Pendant ce temps, lui était resté à l'hôpital, surveillé par Shizune. Celle-ci n'avait pas était méchante avec lui, mais il l'avait trouvé un peu froide, comme s'il dérangeait...

La pluie commençait à tomber, humidifiant l'air, déjà alourdi par la tiédeur ambiante. Il y avait peu de monde.

Ils s'arrêtèrent devant une maison assez imposante, construite en bois. Jiraiya ouvrit la porte et se tourna vers le garçon:

« Bienvenue chez toi. »

Il y avait de l'ironie dans sa voix.

« Un vieil ami m'a gentiment donné cette demeure, quand il a entamé son...voyage. »

Il poussa le garçon et le fixa dans les yeux

« Maintenant, que les choses soit claires, pour d'obscures raisons Tsunade veut que je m'occupe de toi, ce que j'ai accepté et, pour de dire franchement, je me demande ce qui m'a pris. Alors à partir de maintenant tu m'obéis au doigt et à l´oeil compris ? »

« Oui. »

« Bien. Maintenant tu peux me dire ton nom, Tsunade a oubliée de te présenter »

« J'en ai pas »

Silence

« Bon...-ce fut la première fois qu'il n'était pas froid - qu'est ce que tu pense de...Mugen ? »
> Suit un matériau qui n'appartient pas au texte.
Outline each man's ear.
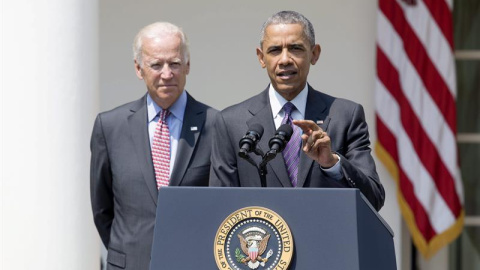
[310,44,322,65]
[257,48,265,68]
[133,59,143,80]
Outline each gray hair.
[133,22,190,66]
[260,10,315,48]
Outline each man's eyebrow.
[267,45,282,51]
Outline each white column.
[0,0,100,270]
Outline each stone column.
[0,0,100,270]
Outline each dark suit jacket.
[90,92,216,270]
[210,86,385,210]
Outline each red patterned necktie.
[152,110,170,188]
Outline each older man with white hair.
[90,22,216,270]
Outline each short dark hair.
[260,10,315,48]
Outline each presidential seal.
[213,206,293,270]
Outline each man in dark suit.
[90,23,216,270]
[210,11,385,210]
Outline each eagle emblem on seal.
[235,227,273,269]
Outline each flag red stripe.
[376,116,435,242]
[377,47,461,217]
[423,0,453,51]
[379,0,457,134]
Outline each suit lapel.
[128,95,158,205]
[297,85,330,187]
[170,93,206,186]
[247,88,292,187]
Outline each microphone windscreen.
[277,124,293,138]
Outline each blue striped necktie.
[282,102,301,187]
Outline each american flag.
[375,0,465,258]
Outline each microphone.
[268,124,293,154]
[238,123,263,158]
[259,124,293,169]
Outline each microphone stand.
[240,147,277,187]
Un laboratoire. C'est ce à quoi tout le monde pensait en entrant dans cette grande salle. Effectivement, ils n'avaient pas tout à fait tord. Une jeune femme brune déambulait dans la salle : on lui avait donné rendez-vous ici. Elle marchait de droite à gauche, touchant quelques ustensiles qui reflétaient le noir de ses yeux et la lumière vacillante qui y habitait. Elle était inquiète et faisait tout pour l'oublier.

Puis, un individu habillé en rouge entra dans la pièce et apostropha tout de suite la jeune femme.

« Que fais tu ici ? »

« O...On m'a donné rendez vous ici, Maître Uzumaki »
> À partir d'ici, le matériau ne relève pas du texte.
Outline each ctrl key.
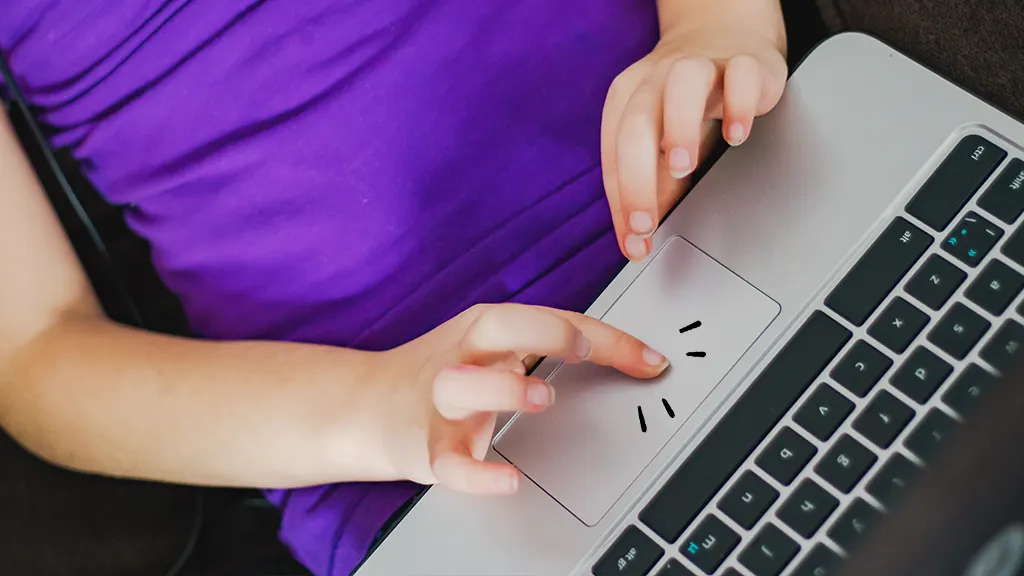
[679,515,739,574]
[591,524,665,576]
« Ha ! C'est toi qui devais surveiller le gosse ? »

« Oui... Je suis navrée...»

Rire mauvais de l'individu

« Encore heureux ! Heureusement que tu n'es pas devenue ninja, tu n'aurais pas fait long feu!»

Silence.

Haru, c´était son nom, n'était en fait qu'un médiocre médecin d'un trou perdu, embauchée une dizaine d'années plus tôt, pour s'occuper du "futur instrument" comme on le nommait ici. Mais, pour Haru, ce petit c'était...

« Haru ! Tu m´écoutes !? »

Sortie de sa rêverie, Haru balbutia quelques excuses.

« Bien, nos supérieurs on décidé de te laisser en vie, à condition que ton futur patient ne se fasse pas la malle non plus. »

« Mon...quoi !? »

Sans laisser Haru terminer sa phrase, l'individu l'entraîna vers une porte. Un sourire sadique se forma sur son visage puis la porte s'ouvrit.

« Alors ? «

Jamais Haru ne hurla aussi fort.


Au loin, un cortège de corbeaux noirs s'envola. Le vent se leva, faisant frémir Konoha-maru endormi contre un arbre.

« Fais attention »

Le genin s'éveilla aussitôt.

Cette voix... Non, ces voix, ce n'est pas possible, ils devraient être...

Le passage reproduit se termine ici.